La medicina convencional, a la que hoy tiene acceso la mayoría en ambulatorios
y hospitales, es insuficiente. No sólo por el número de médicos
y volumen de recursos empleados, sino por la naturaleza misma de esos recursos.
Por todas partes encontramos personas que han agotado las posibilidades de esta
medicina y buscan la atención de profesionales y métodos impropiamente
llamados “alternativos”, “complementarios”, “suaves”,
“paralelos”, “ecológicos”, “biológicos”,
“naturales”, etc.
El índice de éxitos con estos sistemas es notablemente alto cuando
son practicados por profesionales solventes, adecuadamente preparados y dotados
de suficiente experiencia. Y esto es doblemente sorprendente, por cuanto la mayoría
de casos que llegan a estas consultas, no sólo no son recientes o presumiblemente
banales, sino que han sido atendidos ya por varios médicos y centros hospitalarios,
sin resultado alguno.
¿Cómo explicar esta eficacia de los métodos no convencionales
u oficiales, a veces de origen antiquísimo, frente a la llamada “medicina
científica”? ¿Se trata acaso de un “comecocos”,
un efecto placebo o un mero influjo psicológico? Un porcentaje tan alto
de éxitos que deben atribuírsele y una aceptación social
tan extensa, no puede tener una explicación tan simplista. El hecho de
que uno de cada tres enfermos recurra a estas medicinas en los países más
cultos y avanzados -pese a la oposición, el silencio y en ocasiones la
persecución por parte de los controladores de la opinión y los dirigentes
del Mercado de la Salud, pese a la “competencia desleal” que representa
el que la Seguridad Social y las entidades del Seguro Libre proporcionan gratuitamente
la otra medicina- nos debe hacer reflexionar acerca de lo que está sucediendo.
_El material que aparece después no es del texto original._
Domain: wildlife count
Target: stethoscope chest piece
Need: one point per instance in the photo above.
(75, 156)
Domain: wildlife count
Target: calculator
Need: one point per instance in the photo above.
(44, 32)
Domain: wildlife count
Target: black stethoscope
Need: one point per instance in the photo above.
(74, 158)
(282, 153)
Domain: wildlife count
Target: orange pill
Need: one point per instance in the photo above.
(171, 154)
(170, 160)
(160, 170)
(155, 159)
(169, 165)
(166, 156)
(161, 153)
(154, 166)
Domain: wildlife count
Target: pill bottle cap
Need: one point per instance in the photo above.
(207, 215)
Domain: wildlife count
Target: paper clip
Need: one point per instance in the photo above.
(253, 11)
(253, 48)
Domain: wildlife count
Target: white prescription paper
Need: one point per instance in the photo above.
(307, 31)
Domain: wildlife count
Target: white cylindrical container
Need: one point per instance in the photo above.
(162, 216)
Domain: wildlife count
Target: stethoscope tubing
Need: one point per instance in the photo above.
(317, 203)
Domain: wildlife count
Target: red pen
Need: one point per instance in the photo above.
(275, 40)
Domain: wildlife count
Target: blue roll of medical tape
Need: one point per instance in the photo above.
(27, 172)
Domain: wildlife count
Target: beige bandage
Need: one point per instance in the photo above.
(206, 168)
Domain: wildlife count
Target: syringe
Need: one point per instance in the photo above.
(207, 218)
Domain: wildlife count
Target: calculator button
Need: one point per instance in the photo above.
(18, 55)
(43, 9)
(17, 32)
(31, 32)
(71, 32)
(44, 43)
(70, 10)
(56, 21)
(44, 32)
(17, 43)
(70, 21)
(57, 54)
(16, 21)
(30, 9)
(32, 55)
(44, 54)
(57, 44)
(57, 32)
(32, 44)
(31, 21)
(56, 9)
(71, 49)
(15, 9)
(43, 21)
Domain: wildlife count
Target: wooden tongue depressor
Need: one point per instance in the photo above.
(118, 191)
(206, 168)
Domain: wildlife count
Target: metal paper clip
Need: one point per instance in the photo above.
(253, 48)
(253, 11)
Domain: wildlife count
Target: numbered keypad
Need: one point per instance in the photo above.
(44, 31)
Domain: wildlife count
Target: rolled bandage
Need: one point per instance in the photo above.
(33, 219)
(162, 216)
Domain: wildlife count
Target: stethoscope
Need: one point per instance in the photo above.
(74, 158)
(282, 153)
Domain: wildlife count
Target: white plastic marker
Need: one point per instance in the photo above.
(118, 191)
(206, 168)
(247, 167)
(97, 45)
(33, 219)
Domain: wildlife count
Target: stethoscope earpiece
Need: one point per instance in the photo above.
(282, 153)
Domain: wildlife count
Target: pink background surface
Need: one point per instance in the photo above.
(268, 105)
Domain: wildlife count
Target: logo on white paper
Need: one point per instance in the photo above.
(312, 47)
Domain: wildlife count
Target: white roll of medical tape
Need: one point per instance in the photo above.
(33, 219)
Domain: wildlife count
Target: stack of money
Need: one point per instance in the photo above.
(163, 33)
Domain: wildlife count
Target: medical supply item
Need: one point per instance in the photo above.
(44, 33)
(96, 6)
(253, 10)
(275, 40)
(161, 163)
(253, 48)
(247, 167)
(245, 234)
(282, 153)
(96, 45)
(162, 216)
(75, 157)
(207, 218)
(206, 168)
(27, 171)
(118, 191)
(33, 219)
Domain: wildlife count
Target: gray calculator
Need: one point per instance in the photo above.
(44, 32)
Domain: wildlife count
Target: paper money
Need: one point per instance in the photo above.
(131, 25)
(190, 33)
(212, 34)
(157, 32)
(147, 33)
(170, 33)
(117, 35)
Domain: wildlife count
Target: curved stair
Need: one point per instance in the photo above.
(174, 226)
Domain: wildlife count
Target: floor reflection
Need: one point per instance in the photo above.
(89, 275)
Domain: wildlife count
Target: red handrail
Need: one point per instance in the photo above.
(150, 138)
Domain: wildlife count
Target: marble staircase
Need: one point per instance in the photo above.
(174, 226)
Hay dolores, trastornos, incapacidades y alteraciones de la conducta de todo tipo
y clase que no encuentran hoy por hoy explicación en alteraciones orgánicas
detectables por análisis de laboratorio, radiología, ecografías
ni otras técnicas empleadas por la medicina ordinaria de facultad. El clásico
adagio “del trastorno anatómico al síntoma y del síntoma
a la receta”, lema de toda la medicina llamada organicista o “científica”,
deja demasiados fenómenos sin resolver.
El organismo es un complejo sistema de información (no una mera estructuración
de órganos, cables y tubos) que en el comienzo de toda enfermedad se ha
bloqueado, averiado, interferido o atascado, precisamente en lo relacionado con
los sistemas de información e interdependencia de unos órganos con
otros y del propio cuerpo con los cambios externos del medio. Si queremos ayudarle
de manera eficaz, solvente y duradera, hemos de limpiar, desintoxicar, desinterferir
y restaurar las comunicaciones, es decir, los mecanismos autocurativos capaces
de restaurar la armonía de su funcionamiento. Y este propósito sólo
puede cumplirse buscando y empleando sistemáticamente el lenguaje del cuerpo,
las pruebas más recónditas y sutiles de su funcionamiento, basadas
siempre en una concepción cibernética y sintetizadora más
que analítica. A partir de este conocimiento de las posibles respuestas
a nuestros estímulos, gobernamos muchas de las reacciones patológicas
mediante estímulos que sean capaces de hablar al organismo en su mismo
lenguaje y conducirle a otro comportamiento más saludable. Esto es lo que
hizo siempre la Acupuntura, la Medicina Natural, la Homeopatía y muchas
otras medicinas llamadas hoy de manera equívoca y despectiva “alternativas”.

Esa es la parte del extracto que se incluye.